For several days now my husband has been itching to get tickets to the upcoming David Gray concert. He wanted to make sure that we would be near a computer at 10am today so we could log-on to Ticketmaster as soon as the sale started. We rarely go to concerts anymore even though it was a huge part of our pre-kid life together. We are both big music fans.
I love David Gray. I have seen him live before and am thrilled to see him again. (Here it comes…) BUT, given our current uncertain financial situation right now, I was not enthusiastic about this unnecessary purchase.
My husband is a music editor & like so many people in LA, he works in an industry where you make money when you are on a job, and then you live off that money while you are between jobs. We are grateful that he has work right now. And though I really want to remain optimistic, I worry.

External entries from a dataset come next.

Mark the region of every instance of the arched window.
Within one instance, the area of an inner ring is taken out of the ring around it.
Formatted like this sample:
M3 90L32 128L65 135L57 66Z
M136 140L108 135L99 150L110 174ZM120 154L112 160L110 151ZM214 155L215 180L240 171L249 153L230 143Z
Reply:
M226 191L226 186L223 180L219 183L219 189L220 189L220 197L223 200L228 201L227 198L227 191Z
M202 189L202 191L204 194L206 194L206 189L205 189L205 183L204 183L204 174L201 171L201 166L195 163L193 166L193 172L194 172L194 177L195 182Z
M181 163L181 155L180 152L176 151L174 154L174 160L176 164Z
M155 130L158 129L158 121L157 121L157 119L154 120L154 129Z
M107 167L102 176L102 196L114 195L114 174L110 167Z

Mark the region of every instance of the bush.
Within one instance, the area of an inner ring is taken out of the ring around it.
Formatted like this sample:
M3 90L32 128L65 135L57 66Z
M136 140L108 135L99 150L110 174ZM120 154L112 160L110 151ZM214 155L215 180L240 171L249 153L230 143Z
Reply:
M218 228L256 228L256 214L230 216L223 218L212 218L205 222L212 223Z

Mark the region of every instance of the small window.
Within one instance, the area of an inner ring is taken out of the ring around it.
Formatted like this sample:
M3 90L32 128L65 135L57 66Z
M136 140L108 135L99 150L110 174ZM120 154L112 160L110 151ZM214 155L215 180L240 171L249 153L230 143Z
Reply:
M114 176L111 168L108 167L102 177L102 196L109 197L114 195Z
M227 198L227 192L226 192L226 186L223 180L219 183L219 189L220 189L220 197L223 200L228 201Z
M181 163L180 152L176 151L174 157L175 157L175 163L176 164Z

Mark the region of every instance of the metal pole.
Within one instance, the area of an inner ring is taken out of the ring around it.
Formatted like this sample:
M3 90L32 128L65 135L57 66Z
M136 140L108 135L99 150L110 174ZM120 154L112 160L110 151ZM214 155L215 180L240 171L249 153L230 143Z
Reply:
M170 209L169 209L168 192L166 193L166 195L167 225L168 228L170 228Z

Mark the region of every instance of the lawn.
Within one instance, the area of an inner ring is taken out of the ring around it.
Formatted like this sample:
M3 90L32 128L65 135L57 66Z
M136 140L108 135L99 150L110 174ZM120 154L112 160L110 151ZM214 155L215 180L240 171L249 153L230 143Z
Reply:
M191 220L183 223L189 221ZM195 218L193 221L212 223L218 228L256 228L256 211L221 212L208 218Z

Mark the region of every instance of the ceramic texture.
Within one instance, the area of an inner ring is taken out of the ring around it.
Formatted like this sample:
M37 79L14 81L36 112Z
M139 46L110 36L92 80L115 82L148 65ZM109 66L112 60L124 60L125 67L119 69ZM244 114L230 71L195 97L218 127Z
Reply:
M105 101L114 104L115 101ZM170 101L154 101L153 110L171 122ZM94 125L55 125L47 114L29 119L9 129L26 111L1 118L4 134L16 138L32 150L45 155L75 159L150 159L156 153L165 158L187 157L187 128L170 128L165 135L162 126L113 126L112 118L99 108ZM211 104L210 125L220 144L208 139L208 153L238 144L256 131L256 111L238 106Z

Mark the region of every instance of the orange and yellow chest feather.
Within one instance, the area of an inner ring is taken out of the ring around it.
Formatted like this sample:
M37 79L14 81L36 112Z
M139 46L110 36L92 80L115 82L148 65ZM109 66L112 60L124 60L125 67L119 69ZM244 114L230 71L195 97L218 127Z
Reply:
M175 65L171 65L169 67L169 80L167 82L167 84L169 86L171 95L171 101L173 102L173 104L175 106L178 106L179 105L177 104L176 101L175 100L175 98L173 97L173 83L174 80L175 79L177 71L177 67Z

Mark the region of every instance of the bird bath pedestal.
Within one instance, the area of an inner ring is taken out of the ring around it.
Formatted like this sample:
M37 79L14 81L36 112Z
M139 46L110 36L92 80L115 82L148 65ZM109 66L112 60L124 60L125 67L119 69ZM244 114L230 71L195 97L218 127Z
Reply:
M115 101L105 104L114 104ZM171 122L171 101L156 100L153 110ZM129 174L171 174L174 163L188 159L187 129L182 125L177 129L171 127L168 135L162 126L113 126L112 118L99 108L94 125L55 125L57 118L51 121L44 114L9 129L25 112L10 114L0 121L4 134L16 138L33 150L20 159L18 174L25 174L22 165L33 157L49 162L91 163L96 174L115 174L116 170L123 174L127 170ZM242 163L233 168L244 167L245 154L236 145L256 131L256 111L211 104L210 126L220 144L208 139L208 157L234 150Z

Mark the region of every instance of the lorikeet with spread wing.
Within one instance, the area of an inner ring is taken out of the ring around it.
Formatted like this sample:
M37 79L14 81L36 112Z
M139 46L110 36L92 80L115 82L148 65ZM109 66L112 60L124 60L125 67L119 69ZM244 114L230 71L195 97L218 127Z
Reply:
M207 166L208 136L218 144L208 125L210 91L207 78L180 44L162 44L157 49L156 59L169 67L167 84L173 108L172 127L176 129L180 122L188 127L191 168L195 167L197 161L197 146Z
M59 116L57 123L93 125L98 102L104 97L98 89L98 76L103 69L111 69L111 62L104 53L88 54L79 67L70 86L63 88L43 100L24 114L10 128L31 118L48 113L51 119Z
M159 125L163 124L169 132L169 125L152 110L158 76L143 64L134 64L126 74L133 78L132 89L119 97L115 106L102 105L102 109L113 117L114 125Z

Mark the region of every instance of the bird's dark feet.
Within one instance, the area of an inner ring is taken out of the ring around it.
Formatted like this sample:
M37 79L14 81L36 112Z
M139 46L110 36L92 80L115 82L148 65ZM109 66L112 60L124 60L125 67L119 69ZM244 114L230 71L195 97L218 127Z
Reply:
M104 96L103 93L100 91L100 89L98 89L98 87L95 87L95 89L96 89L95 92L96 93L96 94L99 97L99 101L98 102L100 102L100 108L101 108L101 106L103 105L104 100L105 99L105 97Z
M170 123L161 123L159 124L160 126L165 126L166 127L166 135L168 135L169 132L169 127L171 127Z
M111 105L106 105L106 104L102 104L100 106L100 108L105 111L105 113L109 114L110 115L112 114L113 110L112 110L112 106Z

Now, you can see what’s coming, right? What I should have done is take a moment to ponder: How does a wife approach this conversation gently? BUT of course I didn’t and instead said something really irritating about how we cant afford this because of X, Y, and Z.
My husband is a kind man. He is pretty easy-going and often lets me get my way just to avoid a hassle. But, I could see that there was something different this time. He was firm and non-apologetic. “I really want to see David Gray.” Though it wasn’t said aloud, I also heard “PERIOD” echo in my brain. So, incredibly, I left it alone.
As I rolled it around in my mind, it occurred to me that I am a music lover and would be disappointed at missing yet another concert that I wished I could go to. Yet for him it’s a bit more than that. He is a musician, a composer, a music maker. He dreams music. When we met he was in a touring band and contemplating that as his life for years to come. Instead, he chose me. I can see now that, for him, missing a great concert is like bypassing inspiration. It’s what keeps him dreaming in stereo.
So, we will shell-out close to $200 for mediocre seats and hope the grandparents can watch our kids that night so we wont have to hire a sitter. BUT my husband will get to feel the light around him brighten a bit and I will get to bask in that glow. Also, I’ll get an awesome night out with my honey and, just maybe, will feel my own illumination as well.